Nein, das ist es nicht, ich hoffe, ich konnte einigermaßen rüberbringen, worum es mir ging.

So viele Worte um so einen kleinen Text – ich danke euch herzlichst nochmal fürs Lesen und die Beschäftigung damit.

Aus einem schön verschneiten München grüßt mit roter Nase,

scarlett

Gast

Beitragvon Gast » 23.01.2007, 17:36

Liebe scarlett,

vielen Dank für die Erläuterungen,
so richtig "wollen" sie mir nicht auf die Sprünge helfen... ;-)
Ich glaube ich bin gedanklich in meiner Vorstellung bei 1000 und einer Nacht festgefahren. (Wüstenpalast).
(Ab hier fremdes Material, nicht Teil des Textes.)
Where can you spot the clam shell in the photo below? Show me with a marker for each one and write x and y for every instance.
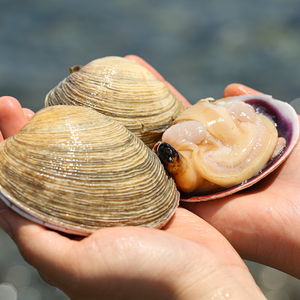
(75, 170)
(287, 124)
(122, 90)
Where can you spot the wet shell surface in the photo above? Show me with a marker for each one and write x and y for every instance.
(122, 90)
(75, 170)
(219, 147)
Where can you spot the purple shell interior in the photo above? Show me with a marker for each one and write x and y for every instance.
(286, 120)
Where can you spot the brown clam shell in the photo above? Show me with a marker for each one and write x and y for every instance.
(122, 90)
(73, 169)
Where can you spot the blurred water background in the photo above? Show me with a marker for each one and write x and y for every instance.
(198, 46)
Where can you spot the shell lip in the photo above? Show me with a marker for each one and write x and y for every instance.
(287, 123)
(7, 199)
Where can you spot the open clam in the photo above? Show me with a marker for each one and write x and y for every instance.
(218, 147)
(122, 90)
(73, 169)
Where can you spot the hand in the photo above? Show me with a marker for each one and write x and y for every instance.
(12, 116)
(188, 259)
(262, 222)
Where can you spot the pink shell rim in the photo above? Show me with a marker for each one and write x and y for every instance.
(285, 113)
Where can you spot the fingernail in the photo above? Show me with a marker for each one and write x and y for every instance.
(4, 225)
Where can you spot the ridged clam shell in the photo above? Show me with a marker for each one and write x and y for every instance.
(75, 170)
(122, 90)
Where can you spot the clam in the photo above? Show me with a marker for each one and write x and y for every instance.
(122, 90)
(75, 170)
(219, 147)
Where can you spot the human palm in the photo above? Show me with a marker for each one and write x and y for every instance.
(188, 258)
(261, 222)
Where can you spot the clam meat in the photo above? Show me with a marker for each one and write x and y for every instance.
(218, 147)
(122, 90)
(75, 170)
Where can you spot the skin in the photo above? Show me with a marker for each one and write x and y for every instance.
(187, 259)
(262, 222)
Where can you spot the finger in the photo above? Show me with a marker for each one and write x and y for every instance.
(237, 89)
(28, 113)
(189, 226)
(143, 63)
(44, 249)
(12, 118)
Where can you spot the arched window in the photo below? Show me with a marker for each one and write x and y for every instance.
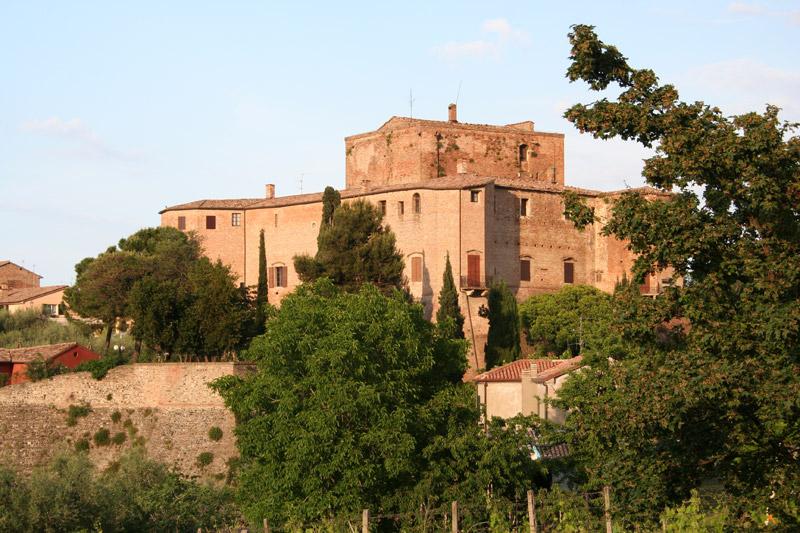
(523, 153)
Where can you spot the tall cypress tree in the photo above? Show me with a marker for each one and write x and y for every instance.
(449, 318)
(261, 293)
(502, 344)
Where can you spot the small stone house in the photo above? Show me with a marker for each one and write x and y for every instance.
(525, 387)
(14, 361)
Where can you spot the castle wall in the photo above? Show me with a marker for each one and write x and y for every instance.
(407, 151)
(166, 407)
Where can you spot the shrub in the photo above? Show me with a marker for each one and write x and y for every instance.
(74, 412)
(215, 433)
(204, 459)
(100, 367)
(102, 437)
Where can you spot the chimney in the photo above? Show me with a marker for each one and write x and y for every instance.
(451, 113)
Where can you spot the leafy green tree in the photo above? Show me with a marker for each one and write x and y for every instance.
(449, 316)
(331, 200)
(350, 409)
(710, 382)
(355, 249)
(570, 321)
(102, 287)
(502, 344)
(262, 291)
(215, 319)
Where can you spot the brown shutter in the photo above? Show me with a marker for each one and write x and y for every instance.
(474, 270)
(416, 269)
(525, 270)
(569, 272)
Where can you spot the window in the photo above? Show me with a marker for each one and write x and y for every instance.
(278, 276)
(524, 269)
(569, 272)
(416, 269)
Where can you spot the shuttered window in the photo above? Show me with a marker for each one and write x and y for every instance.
(416, 269)
(524, 269)
(569, 272)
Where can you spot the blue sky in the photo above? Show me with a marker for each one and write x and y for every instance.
(109, 112)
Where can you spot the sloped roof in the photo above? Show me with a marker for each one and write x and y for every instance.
(545, 369)
(16, 296)
(5, 262)
(46, 352)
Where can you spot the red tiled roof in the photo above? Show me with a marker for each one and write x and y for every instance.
(15, 296)
(31, 353)
(545, 369)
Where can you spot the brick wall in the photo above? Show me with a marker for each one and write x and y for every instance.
(169, 406)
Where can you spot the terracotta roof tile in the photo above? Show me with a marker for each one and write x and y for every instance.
(15, 296)
(31, 353)
(545, 369)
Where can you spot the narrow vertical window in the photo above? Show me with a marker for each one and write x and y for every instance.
(523, 153)
(524, 269)
(416, 269)
(569, 272)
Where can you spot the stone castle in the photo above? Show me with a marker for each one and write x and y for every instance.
(489, 196)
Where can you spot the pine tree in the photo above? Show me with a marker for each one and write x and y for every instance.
(449, 317)
(502, 344)
(261, 293)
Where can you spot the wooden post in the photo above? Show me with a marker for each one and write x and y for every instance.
(532, 512)
(607, 507)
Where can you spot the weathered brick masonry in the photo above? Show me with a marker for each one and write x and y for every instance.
(169, 405)
(489, 196)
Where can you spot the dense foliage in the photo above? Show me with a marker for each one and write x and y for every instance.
(358, 403)
(449, 317)
(355, 248)
(709, 384)
(180, 302)
(569, 322)
(502, 343)
(133, 494)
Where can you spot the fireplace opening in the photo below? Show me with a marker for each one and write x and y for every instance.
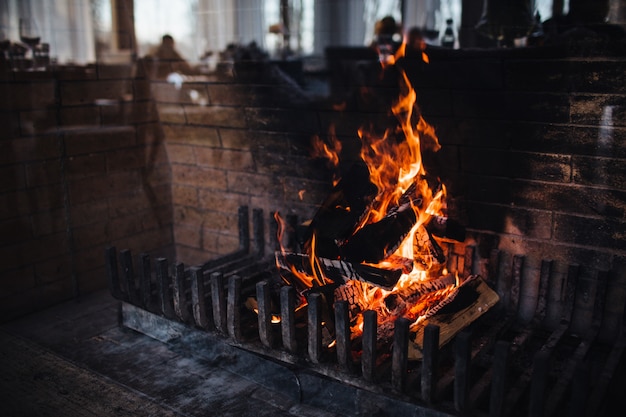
(499, 363)
(489, 280)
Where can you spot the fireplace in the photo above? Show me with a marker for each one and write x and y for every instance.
(532, 154)
(529, 145)
(500, 364)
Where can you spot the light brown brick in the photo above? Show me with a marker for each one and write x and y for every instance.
(225, 159)
(215, 116)
(187, 235)
(200, 177)
(185, 196)
(183, 154)
(192, 135)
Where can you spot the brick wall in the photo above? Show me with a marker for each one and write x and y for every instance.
(238, 137)
(82, 167)
(533, 150)
(532, 155)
So etwas kann auch mal passieren, das man sich selbst gedanklich vor die Wand fährt.
Nach nochmaligem, mehrfachem Lesen denke ich , wenn das glutumflossen, was Max auch angemerkt hat, nicht wäre, würde es auch für mich stimmiger.

Liebe Grüße

Gerda

scarlett

Beitragvon scarlett » 24.01.2007, 12:24

Liebe Gerda,

hmmm... wenn du gedanklich beim Wüstenpalast bist, wie kriegst du dann die wüsten Täler und das eisig zusammen?

Ja, ja ich sehe schon, das ist wohl gerade das Problem... ;-)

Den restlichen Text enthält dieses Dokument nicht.